Ellie’s current teacher is a dictionary nut. She purportedly has hundreds of dictionaries, though this does not sound remotely credible to Alice. Where do you put them? What do you do with them? What, exactly, is the point? She tries to imagine perky Mrs. Baker, who is not even five feet tall, saying to her husband, “I’m just going to curl up with a good dictionary.”
But none of this matters to Ellie, the annoying little autodidact. She is eating up the A’s like they are the elixir of knowledge, like this is a book with a plot, an action adventure, mystery, crime thriller, page turner, can’t-put-it-down-exciting read.
“Ellie,” Alice can’t resist saying, “Dad used the dictionary, he didn’t read it.”
“How do you know what Daddy did or didn’t do in college?”

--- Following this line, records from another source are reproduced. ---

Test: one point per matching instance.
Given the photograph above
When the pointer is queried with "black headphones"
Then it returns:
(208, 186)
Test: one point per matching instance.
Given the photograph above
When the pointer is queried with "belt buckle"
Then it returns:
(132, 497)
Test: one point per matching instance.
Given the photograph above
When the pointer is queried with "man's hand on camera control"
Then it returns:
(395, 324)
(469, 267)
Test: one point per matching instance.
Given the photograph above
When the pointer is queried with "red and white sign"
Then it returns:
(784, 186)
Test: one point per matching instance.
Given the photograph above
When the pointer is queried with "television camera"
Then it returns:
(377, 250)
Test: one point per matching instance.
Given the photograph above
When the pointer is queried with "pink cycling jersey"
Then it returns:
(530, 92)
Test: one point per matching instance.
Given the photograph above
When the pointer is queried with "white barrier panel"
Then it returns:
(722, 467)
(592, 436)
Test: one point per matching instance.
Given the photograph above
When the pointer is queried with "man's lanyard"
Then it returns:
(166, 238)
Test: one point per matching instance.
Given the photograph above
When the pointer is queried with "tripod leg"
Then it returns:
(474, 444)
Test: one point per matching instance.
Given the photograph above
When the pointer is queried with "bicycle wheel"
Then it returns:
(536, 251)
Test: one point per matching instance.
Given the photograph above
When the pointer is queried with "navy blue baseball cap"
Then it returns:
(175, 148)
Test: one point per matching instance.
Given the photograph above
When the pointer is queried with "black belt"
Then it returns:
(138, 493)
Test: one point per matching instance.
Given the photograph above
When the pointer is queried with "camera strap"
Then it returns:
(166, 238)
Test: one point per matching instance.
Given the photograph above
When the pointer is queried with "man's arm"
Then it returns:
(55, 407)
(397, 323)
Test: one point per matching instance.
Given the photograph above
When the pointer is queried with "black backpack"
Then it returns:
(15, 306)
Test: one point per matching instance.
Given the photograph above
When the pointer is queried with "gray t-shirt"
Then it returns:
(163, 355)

“If she wants to read the dictionary, let her read the dictionary,” Angie chimes in.
“You don’t think it’s a little—”
“Mrs. Baker says there can be ineffable joy in pursuing the absurd.”
Both Alice and Angie turn to stare at Ellie and think, simultaneously—if that’s possible—where does she come up with this stuff? and, Ellie and Mrs. Baker were made for each other.
“You want to know my new favorite word?” Ellie asks.
As if they could say no.
“Sesquipedalian, which means ‘long word.’ I’m collecting them: long, rare words.”
Angie is making sandwiches for a change, Alice notices, as she opens the paper to international news. It’s just PB & J, but still. And then she sees the headline.